What’s more, the natural environment is subject to constant change. Reflecting this dynamism is a key challenge in its representations to press prevailing “business as usual” planning processes to innovate in order to cope with what will come next. Recently, GIS has been employed to explore both physical and social dynamic geographic phenomena, combining with other geographic research methods such as multi-criteria decision analysis (GIS-MCDA). This approach emphasizes processes and changes more than just static patterns and distributions, thus leaving space for legitimate simulation and experimentation for future decision support and prediction particularly for dynamic geographic processes and for detailing future scenarios in specific domains.

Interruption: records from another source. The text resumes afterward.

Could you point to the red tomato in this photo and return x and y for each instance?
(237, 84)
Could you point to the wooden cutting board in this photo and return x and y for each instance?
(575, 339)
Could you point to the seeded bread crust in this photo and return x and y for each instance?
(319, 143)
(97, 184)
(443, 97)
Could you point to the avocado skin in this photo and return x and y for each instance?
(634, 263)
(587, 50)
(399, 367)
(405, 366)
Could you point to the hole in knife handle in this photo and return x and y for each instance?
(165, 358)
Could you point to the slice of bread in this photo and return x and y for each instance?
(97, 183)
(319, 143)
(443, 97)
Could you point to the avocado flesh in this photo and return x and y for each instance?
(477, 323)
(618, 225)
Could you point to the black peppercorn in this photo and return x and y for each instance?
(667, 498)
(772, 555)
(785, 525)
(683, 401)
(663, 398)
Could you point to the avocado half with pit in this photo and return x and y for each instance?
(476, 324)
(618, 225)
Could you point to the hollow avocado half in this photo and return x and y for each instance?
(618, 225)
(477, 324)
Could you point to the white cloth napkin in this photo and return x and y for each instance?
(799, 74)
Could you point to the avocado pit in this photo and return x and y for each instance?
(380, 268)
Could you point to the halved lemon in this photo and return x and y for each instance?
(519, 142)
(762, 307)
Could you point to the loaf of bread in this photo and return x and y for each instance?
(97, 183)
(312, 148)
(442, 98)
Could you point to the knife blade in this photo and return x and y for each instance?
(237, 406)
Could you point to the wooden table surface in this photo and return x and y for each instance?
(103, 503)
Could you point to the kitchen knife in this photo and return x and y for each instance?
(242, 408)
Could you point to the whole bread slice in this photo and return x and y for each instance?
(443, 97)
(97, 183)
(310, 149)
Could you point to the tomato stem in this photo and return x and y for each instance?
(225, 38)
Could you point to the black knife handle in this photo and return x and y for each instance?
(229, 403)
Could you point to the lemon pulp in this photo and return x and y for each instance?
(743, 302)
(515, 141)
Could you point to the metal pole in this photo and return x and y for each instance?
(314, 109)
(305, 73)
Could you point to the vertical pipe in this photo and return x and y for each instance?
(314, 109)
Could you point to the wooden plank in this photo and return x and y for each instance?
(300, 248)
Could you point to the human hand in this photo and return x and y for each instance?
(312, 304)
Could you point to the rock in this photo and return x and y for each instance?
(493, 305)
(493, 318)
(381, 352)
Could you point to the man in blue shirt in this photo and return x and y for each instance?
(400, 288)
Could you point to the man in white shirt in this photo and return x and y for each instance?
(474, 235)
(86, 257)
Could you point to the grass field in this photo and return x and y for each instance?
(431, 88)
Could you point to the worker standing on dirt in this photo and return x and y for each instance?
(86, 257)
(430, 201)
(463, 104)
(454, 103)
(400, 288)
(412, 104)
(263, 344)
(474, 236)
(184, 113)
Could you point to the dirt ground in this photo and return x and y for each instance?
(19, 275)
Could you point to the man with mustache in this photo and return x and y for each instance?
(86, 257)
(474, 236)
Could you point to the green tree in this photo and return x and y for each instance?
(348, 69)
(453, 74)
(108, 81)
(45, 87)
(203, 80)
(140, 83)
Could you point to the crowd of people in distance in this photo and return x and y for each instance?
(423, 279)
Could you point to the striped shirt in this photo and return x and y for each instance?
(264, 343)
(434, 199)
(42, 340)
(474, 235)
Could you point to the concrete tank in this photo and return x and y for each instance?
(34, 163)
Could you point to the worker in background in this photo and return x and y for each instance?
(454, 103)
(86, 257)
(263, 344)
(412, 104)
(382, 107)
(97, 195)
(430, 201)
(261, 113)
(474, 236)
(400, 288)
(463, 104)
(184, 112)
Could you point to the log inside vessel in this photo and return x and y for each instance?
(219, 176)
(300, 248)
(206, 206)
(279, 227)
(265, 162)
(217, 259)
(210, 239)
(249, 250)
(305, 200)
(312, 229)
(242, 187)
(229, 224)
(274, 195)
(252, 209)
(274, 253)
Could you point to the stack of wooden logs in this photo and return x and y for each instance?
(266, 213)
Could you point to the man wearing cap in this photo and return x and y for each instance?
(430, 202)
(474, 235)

GIS systems are effective in bringing together Venice lagoon stakeholders
More specifically, to be considered in the context of Vital’s ecological restoration objectives, is the fact that the only static phenomena in the Venice Lagoon are human constructions, such as buildings or sea defenses. All other phenomena normally classified as static, such as the area of salt marshes, must be considered dynamic phenomena. In fact, low tide areas and intertidal ecosystems, representing about 25% of the whole lagoon, are particularly dynamic phenomena as their boundaries change continuously with the tidal movement. Thus, lagoon-based spatial analysis has the challenge of reflecting these periodic and transient factors characterizing amphibious territories, showing current (precarious) morphological and ecological conditions and how they are evolving over time, presenting the problematic points in a visually intuitive way. This will in turn characterize the exploration and geo-visualization of spatial data through maps for structuring our understanding of the ecological restoration of the lagoon, achieving different levels of agreement among actors.
To this end, the Vital team has been working since 2019 on combining separate maps, databases, scientific studies, aerial photos as well as traditional local (sometimes informal) knowledge(s) into a single GIS environment. This has been made possible thanks also to the data made available by theInterregional Superintendency of Public Works (Provveditorato) and the North Adriatic Sea Port Authority (Autorità Portuale)concerning the morphological interventions carried out in the Lagoon so far and on what is planned for the near future, including official maps, design documents, and results of the monitoring activities. Moreover, the GIS environment around the pilot sites is further detailed with additional information from Vital’s own monitoring campaign (see WahV team article of June ‘22). This demonstrates how GIS systems are effective in bringing together different actors in order to produce integrated and informed propositions for the environmental, social and economic landscapes of the Venetian lagoon. For this, Vital’s GIS system and associated databases will ultimately be publicly available.